Die Kreisverwaltung hat sich als flexible, bürgernahe, moderne und familienfreundliche Organisation einen Namen gemacht, unsere Führungs- und Personalentwicklungsstrategien sind beispielgebend

Lieber Herr Guth, Sie sprachen sich kritisch über unser gegenwärtiges Bildungssystem aus. Was wäre Ihrer Meinung nach notwendig, um den Herausforderungen unserer Zeit zu begegnen und eine Jugend hierfür vorzubereiten?

Ich sehe in der Tat mit Sorge, dass immer höhere Quoten eines Jahrganges Abitur machen, die Hochschulen und Ausbildungsbetriebe über leistungsschwächere Schulabgänger klagen und den Handwerks- und Industriebetrieben gut qualifizierte Lehrlinge und Fachkräfte ausgehen. Das Rückgrat unserer Wirtschaft sind Handwerk und Mittelstand und diese sind und waren bisher in den weitesten Teilen seiner Belegschaft nicht akademisch gebildet.

Wir sind als Kreis Träger der weiterführenden Schulen, bei uns im Kreis derer 11 auf 13 Standorten. Ich würde mir wünschen, den Sanierungs- und Unterhaltungsstau auflösen zu können und für eine moderne Ausstattung der Schulen, international benchmarkfähig, sorgen zu können.

Und schließlich erkenne ich eine Ehrenamtskrise, deren Ursache sicher vielfältig ist und gleichzeitig einen besonders ausgeprägten Fachkräftemangel im Bereich der Kranken- und Altenpflege, auch hier gibt es mehrere Ursachen. Eine gemeinsame Ursache ist, dass wir seit über 20 Jahren eine zunächst rückläufige und seit 2011 ausgesetzte Dienstverpflichtung junger Menschen haben. Wo sich heute Heerscharen junger Deutscher auf eine Orientierungs-, work&travel-, Funreise nach Australien, Neuseeland und USA machen, könnte auch wieder eine allgemeine Dienstpflicht für alle Geschlechter treten. So könnten junge Leute bei einem Jahr bei der Feuerwehr, den Rettungsdiensten, im Krankenhaus oder Altenheim, bei den Behörden und Schulen, bei Naturschutzverbänden oder auch bei der Bundeswehr, der Gesellschaft Gutes stiften und gleichzeitig Talente entdecken. Wer über ein Jahr Dankbarkeit aus dem Dienst am Nächsten erfahren hat, bleibt sicher künftig eher ehren- oder hauptamtlich in der Richtung tätig als jemand, der diese Erfahrung nicht machen durfte. Zudem würde ich im Sinne der Völkerverständigung, die der allgegenwärtigen Globalisierung hinterherhinkt, deutlich mehr jungen Menschen als heute, internationale Erfahrung ermöglichen wollen. Darum würde ich es begrüßen, wenn wir 50% dieser Pflichtjahr-Stellen im europäischen Ausland anbieten würden. 
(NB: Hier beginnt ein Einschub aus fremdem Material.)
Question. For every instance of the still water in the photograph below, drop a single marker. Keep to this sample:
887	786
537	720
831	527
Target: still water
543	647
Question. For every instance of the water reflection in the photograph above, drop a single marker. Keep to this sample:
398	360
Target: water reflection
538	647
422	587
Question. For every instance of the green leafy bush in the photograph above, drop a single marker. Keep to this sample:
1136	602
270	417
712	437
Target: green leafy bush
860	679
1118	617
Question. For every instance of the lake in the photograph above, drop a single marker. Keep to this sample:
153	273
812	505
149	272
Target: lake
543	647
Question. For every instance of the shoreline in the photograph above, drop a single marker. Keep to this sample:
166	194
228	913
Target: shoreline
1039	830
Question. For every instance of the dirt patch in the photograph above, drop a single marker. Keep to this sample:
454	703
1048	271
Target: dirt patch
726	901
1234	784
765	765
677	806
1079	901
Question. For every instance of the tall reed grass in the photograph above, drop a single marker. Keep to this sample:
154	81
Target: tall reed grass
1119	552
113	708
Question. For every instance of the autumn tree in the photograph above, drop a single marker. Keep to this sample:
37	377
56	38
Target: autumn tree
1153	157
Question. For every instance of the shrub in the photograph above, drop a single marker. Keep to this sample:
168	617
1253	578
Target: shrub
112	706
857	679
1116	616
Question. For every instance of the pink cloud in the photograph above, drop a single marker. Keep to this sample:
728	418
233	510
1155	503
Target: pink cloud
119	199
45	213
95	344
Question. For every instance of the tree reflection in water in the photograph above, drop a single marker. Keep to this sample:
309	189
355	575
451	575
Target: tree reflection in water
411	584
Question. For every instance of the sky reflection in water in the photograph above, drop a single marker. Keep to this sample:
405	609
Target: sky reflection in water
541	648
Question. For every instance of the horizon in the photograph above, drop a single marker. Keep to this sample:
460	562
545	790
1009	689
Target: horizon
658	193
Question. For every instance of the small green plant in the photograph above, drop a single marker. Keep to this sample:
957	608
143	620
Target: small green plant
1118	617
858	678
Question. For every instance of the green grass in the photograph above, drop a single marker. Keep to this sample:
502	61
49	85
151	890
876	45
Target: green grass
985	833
Sehr geehrter Herr Guth, haben Sie Dank für das Gespräch***

Text: Katja Zundel / Köln-InSight.TV
Fotos: Abb. 1. Porträt von Rainer Guth
Abb. 2: Ein „Zukunftsbaum wird gepflanzt (in Steinbach, Oktober 2017 - also kurz nach Amtsantritt von Herrn Guth
Abb. 3: Inspektion der Schulgebäude im März 2018 (Foto. Vor der Realschule Plus in Winnweiler)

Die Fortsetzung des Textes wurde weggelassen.